Limitations of A2A Architecture:
While it brings structure and interoperability to multi agent systems, A2A AI architecture comes with some trade-offs that you feel in real time. Here are the key ones-
- Adds complexity and overhead: A2A architecture turns simple agent calls into a complete A2A protocol for AI agents call full of tasks, artifacts, updates and complete lifecycle management. While it enables good coordination and structured implementation, it adds latency and boiler plate compared to plain API calls. For quick single turn tasks using Google A2A architecture is too much.
- Performance and latency hits: Streaming with SSE is good for progress or updates, but chaining multiple agents means multiple network calls. In low latency scenarios, this overhead hurts. Because handoffs cross network boundary – retries, timeouts, schema validation and state syncing all add up.
- Not ideal for every use case: If your system is simple or involves a single agent then implementing Google A2A architecture is overkill. It perfectly works in multi-agent orchestration but adds unnecessary overhead for smaller setups.

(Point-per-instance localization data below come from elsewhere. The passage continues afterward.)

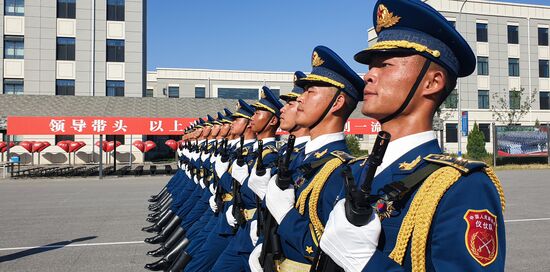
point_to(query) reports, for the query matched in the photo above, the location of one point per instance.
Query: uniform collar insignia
(318, 155)
(316, 60)
(406, 166)
(385, 18)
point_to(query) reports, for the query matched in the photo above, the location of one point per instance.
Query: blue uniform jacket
(446, 246)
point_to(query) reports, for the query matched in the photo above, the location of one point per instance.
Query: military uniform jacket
(298, 234)
(466, 231)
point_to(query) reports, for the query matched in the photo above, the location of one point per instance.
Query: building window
(13, 86)
(451, 102)
(483, 99)
(115, 10)
(483, 66)
(115, 50)
(543, 36)
(513, 37)
(14, 7)
(65, 48)
(14, 47)
(451, 132)
(481, 31)
(544, 98)
(486, 129)
(115, 88)
(513, 67)
(173, 92)
(59, 138)
(238, 93)
(200, 92)
(514, 99)
(543, 69)
(66, 9)
(64, 87)
(119, 138)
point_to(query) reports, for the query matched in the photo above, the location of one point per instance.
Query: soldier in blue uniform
(206, 254)
(331, 93)
(264, 124)
(434, 212)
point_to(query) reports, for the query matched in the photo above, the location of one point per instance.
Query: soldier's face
(288, 115)
(388, 83)
(312, 103)
(259, 120)
(238, 126)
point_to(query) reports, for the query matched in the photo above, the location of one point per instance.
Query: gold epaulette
(462, 165)
(313, 192)
(343, 156)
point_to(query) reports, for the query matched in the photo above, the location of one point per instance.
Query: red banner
(75, 125)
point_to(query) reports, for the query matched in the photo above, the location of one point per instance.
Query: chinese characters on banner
(28, 125)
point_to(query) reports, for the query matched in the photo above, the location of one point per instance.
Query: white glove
(254, 232)
(220, 167)
(212, 202)
(213, 158)
(254, 259)
(349, 246)
(258, 184)
(204, 156)
(229, 217)
(279, 202)
(239, 173)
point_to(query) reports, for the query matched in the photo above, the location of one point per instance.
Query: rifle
(271, 248)
(260, 171)
(219, 190)
(358, 202)
(238, 206)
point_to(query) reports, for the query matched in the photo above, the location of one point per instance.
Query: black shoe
(159, 252)
(152, 228)
(155, 239)
(159, 265)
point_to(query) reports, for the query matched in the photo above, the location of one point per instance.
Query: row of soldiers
(241, 202)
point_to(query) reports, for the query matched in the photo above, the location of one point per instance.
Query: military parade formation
(242, 200)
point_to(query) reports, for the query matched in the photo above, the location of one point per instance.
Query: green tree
(476, 144)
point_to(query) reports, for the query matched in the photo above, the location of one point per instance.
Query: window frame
(66, 9)
(514, 37)
(117, 88)
(482, 34)
(513, 67)
(485, 102)
(115, 50)
(18, 43)
(13, 82)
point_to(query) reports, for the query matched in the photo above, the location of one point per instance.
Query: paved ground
(92, 225)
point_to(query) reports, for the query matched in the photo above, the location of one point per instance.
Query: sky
(256, 35)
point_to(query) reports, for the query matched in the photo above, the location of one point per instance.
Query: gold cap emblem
(262, 94)
(316, 60)
(385, 18)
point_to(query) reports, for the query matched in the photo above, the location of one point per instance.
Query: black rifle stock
(271, 248)
(359, 203)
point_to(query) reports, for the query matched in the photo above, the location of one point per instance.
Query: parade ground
(86, 224)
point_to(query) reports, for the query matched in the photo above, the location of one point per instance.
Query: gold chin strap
(418, 220)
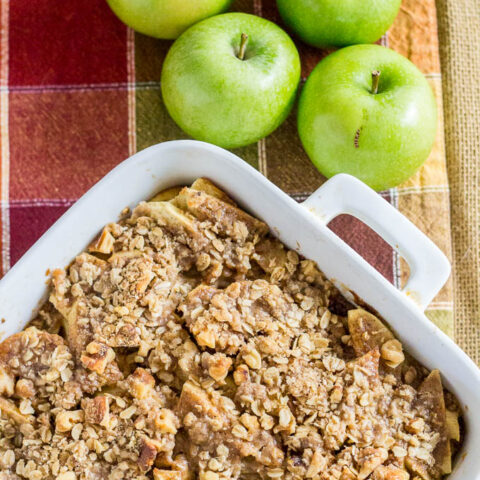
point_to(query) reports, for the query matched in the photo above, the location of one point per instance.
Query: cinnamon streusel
(188, 342)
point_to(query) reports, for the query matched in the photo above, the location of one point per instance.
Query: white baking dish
(300, 226)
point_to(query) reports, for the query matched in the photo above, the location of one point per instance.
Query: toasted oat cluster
(188, 343)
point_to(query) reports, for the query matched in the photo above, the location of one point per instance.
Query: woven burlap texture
(459, 29)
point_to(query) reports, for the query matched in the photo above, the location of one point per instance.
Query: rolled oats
(195, 345)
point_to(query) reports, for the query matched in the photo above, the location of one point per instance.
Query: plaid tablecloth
(80, 92)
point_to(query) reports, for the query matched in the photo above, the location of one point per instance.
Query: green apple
(367, 111)
(165, 18)
(324, 23)
(231, 79)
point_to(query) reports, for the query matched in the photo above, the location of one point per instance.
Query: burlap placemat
(459, 28)
(79, 92)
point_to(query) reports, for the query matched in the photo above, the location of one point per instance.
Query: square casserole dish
(300, 226)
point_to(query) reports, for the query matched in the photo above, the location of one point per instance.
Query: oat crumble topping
(188, 343)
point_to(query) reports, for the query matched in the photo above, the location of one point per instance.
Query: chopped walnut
(190, 343)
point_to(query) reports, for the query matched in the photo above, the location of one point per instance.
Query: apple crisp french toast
(190, 343)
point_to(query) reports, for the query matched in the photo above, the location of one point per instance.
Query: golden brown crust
(195, 345)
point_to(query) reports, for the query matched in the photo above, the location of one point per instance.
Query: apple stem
(243, 46)
(375, 80)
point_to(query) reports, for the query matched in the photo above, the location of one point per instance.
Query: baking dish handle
(344, 194)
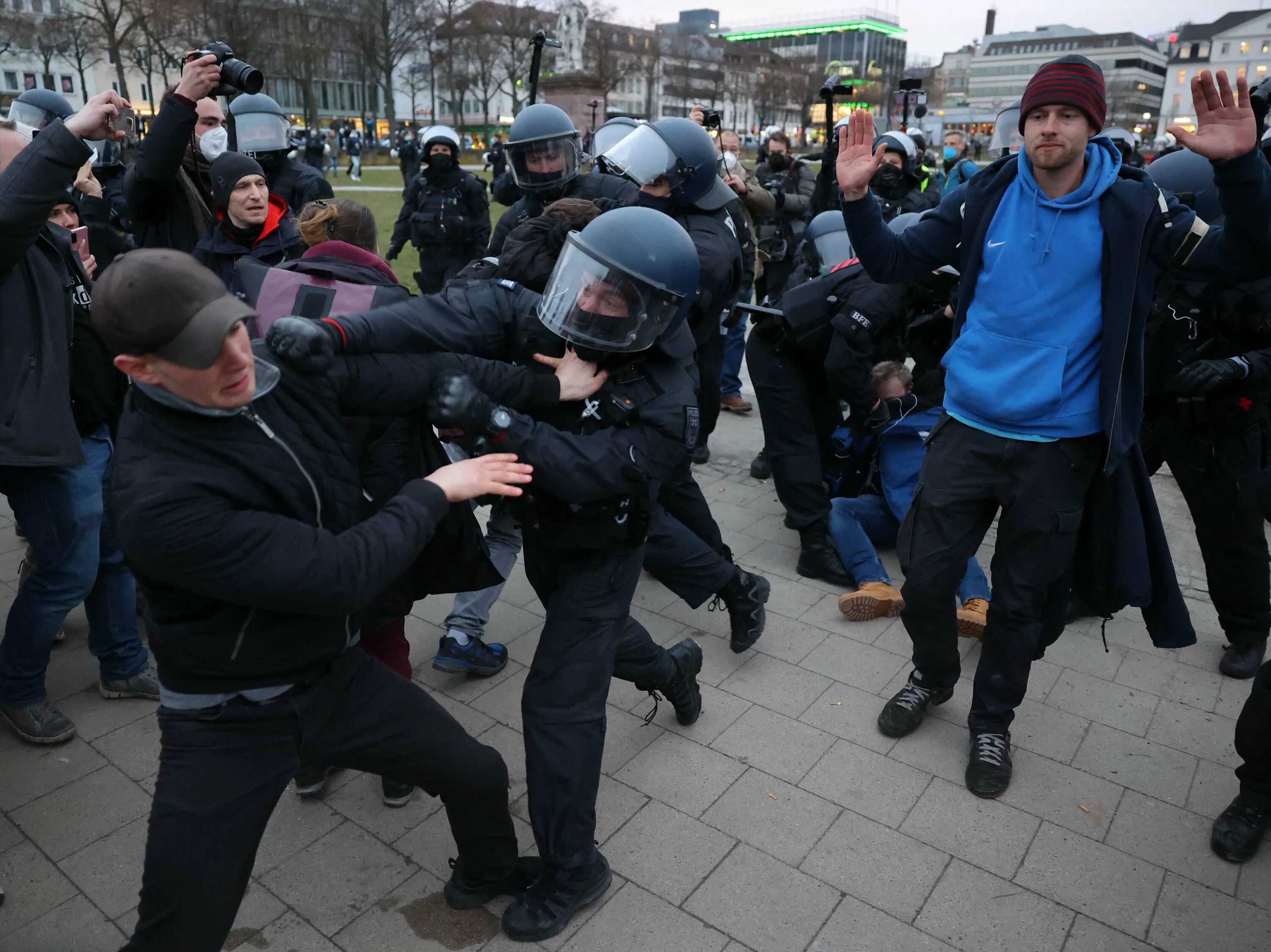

At the bottom line, A2A AI architecture trades simplicity and raw speed for structure, traceability and interoperability. You get cleaner handoffs, but you pay in complexity, latency and infrastructure setup. So, if you are building anything that includes multi-vendor setup, multi-agent orchestration, the trade-offs are usually worth it. But if you have simple tasks then implementation of Google A2A architecture in your system will add overhead and simply unnecessary.
Summary and Key Takeaways:
Agent-to-agent AI architecture is a powerful design pattern and open-sourced protocol that standardizes communication between independent AI agents. It transforms custom integrations into clean, interoperable collaborations which enables truly scalable, modular, and cross platform multi-agent systems.
Key takeaways:
- Google A2A architecture is a communication protocol, not a framework.
- It enables true multi-agent scalability
- Modularity is the core strength
- Tasks are the central unit of work
- Not every system needs A2A AI architecture
- It perfectly fits in multi-agent, multi-vendor ecosystems.